I remember the first time I held my Lomo-LCA. The cold metal was heavy and solid in my hands. I knew I could take it anywhere with me. This must have been 2002. I had just discovered the world of "shooting from the hip" and fell in love with the whole philosophy of "shoot now, look later". It totally opened up my mind to what I thought photography was, or more importantly what it wasn't. It was also at this time I was introduced to cross-processing and the holga. Both of which are now popular filters on our favorite photo apps. I wonder how many people really know the history of the filters we use?
Shooting with a digital camera was something I long resisted. I was such a purist back then, and still am today in certain ways. For example, I don't use any app to shoot on my iPhone other than the default camera app. But that's besides the point. The point is, back then I valued the process of putting film in a camera and waiting to see the results once I got the roll developed. But eventually technology overpowered me and I turned digital.

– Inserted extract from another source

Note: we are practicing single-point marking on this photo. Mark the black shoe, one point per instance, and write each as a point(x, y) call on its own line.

The thing I love most about digital photography is the choice to keep or delete your photos at the push of a button. It's also the thing I hate most. I think anyone who wants to learn photography should start on film before digital. Understanding the basics principles of aperture and shutter speed sink in deeper when shooting film. Not only that but you learn to appreciate a beautiful photo when you see one that doesn't have a million photoshop effects applied to it.
That pretty much brings us up to the present time. I've been shooting with my iPhone now over the past year. I tried to keep a healthy balance of my DSLR and my iPhone, but my iPhone constantly won out. So now that's pretty much my camera of choice. It doesn't matter how many megapixels you have, it's how you use them. Shooting on the iPhone (specifically for instagram) requires much more than just pointing and "clicking" though. Here's some things I've learned about what makes a great photo on instagram:
1. Lighting. Pretty basic, but pretty profound. Learning to use the built-in censor on the iPhone has been a bit frustrating but at the same time I appreciate it. It makes the difference between a boring shot and a dramatic shot.
2. Composition. Another basic principle of photography, but one that should not be overlooked on the iPhone. If you don't understand the rule of thirds, you should. Only after you know the rules can you break them.
3. Quantity. I take a lot of photographs on my phone. I take an average of 10-15 shots of the same picture when I want to post something. That way when I get home I have options to choose from and find the best photo in the bunch.
4. Quality. Sometimes even after shooting a ton of photos I don't have any that I like. And that's okay. I don't post everything I shoot. Sometimes it's more about what you don't post than what you do. It's a hard lesson to learn, but one of great value. Remember, you don't have to share everything all the time.
5. Simple. The less you have going on the better. Some people call this minimalism, but I call it having a focal point. Without it you lose peoples interest.
This is by no means an exhaustive list on how to take better pictures, or how to get more followers on instagram. I can only share with you what I've learned from my experience. I hope it's helpful. I hope you continue to learn on your own and push yourself to do better. There is no secret to success, just a lot of hard work.